Contributed by: Parent on 12/4/2014
This article is very useful! I have a gifted three year old daughter who is a very aggressive learner. She craves knowledge and asks incessant questions (some of which already have answers I need to look up). When I have to look something up, I try to get her involved with that. Thanks to her long attention span, she doesn't ever seem to lose interest in a topic, but only craves more information about it. Her interests are mathematics and science, primarily. She likes to solve problems, do puzzles, play math games and build intricate buildings with her blocks. She does enjoy gymnastics (which is the only time she will interact with children her own age). At preschool she socializes with one child who is six (it's a Montessori school where they group ages in broader ranges), but she is generally found to be on her own and shying away from interacting with the children her age. She learns a lot at home, using toys geared toward ages 6+ and applications on the iPad for elementary age students. This article has helped me to better understand some of her emotional responses. Thank you!

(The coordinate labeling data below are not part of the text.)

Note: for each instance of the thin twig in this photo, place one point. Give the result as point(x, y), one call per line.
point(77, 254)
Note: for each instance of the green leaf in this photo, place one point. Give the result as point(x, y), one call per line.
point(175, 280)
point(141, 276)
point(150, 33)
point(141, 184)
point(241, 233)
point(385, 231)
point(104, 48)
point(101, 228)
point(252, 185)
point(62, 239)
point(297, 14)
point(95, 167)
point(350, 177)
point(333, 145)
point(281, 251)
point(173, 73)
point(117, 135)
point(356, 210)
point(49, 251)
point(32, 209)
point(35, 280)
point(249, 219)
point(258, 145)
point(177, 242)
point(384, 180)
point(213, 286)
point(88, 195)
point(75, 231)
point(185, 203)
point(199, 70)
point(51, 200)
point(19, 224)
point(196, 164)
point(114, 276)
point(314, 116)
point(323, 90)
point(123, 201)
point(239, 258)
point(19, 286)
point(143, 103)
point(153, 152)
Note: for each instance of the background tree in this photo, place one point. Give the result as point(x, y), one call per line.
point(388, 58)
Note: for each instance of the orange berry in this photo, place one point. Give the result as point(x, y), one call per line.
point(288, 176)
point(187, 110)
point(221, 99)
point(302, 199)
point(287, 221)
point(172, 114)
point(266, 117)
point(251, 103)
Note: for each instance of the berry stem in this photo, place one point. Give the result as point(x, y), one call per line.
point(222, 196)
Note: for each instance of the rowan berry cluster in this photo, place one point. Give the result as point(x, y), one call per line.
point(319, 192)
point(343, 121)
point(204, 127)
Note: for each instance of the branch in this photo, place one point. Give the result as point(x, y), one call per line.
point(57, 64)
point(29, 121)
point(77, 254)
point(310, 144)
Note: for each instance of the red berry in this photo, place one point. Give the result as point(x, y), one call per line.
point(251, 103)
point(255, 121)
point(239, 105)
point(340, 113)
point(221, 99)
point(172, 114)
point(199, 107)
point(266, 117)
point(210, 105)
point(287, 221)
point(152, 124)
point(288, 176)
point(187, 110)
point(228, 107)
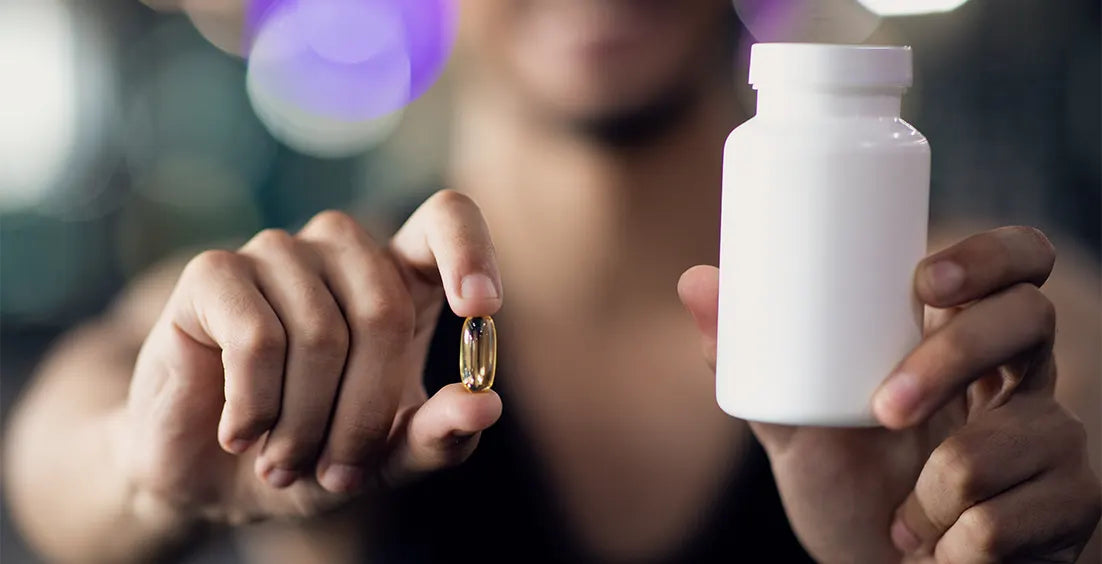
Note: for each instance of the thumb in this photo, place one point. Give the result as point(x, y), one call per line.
point(699, 290)
point(913, 532)
point(442, 432)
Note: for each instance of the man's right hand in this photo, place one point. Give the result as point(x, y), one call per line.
point(284, 378)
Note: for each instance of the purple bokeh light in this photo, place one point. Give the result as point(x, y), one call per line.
point(349, 58)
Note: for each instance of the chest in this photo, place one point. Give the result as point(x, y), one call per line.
point(624, 420)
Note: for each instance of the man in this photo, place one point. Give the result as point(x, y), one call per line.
point(282, 381)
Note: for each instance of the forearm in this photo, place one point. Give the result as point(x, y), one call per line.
point(65, 483)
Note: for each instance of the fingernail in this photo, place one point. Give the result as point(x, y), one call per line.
point(281, 477)
point(946, 278)
point(477, 286)
point(897, 399)
point(342, 477)
point(904, 538)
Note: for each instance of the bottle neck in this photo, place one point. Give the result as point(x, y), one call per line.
point(790, 101)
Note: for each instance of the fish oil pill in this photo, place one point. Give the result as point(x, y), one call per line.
point(478, 354)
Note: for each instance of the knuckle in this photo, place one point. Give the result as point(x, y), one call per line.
point(1043, 241)
point(1037, 304)
point(252, 414)
point(333, 224)
point(386, 313)
point(324, 335)
point(214, 260)
point(321, 327)
point(293, 452)
point(262, 340)
point(360, 436)
point(984, 529)
point(451, 199)
point(271, 239)
point(957, 472)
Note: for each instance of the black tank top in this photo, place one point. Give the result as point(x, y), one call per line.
point(497, 506)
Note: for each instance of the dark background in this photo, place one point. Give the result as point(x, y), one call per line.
point(169, 154)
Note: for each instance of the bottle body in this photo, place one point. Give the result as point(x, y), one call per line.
point(824, 218)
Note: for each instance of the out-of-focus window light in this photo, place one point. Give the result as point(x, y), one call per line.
point(38, 100)
point(910, 7)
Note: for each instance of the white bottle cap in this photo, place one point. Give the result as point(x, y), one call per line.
point(816, 64)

Contributed by: Student on 8/20/2007
Well said. As a gifted teenager, I prize my education highly. This article--the lower portion more so--presents an extensive array of ways for the gifted to flourish; it's a must-read for teachers and parents alike. I myself hold particular interest certain, somewhat unique activities (to name a few...Foreign Languages, Writing, Classic Literature, Psychology, Philosophy...), and this is perhaps an idea to be most stressed. Embrace the interests of your child! We LOVE to read and learn, so help us experience new things. Keep in mind that we are rather independent, though, so don't be offended. (Did I mention that the internet is another of our favorite sources of knowledge?) A final note: Please notice that none of my interests are particularly in sports. Just this year, I joined the colorguard as a freshman, and I honestly do somewhat enjoy it. But...please do not stress sports upon your child if they have minimal interest in it. Save or print out this article, too, because it's a jewel to be admired.

Contributed by: Parent on 2/20/2006
Excellent, excellent, excellent. My husband and I are needing this VERY TOOL for the raising of our daughter. The largest part of our hardship is understanding her thinking/behavior processes. They vacilate so quickly and yet she is so young. This will help us get a grip as parents on how to best help her! Thank you so very much.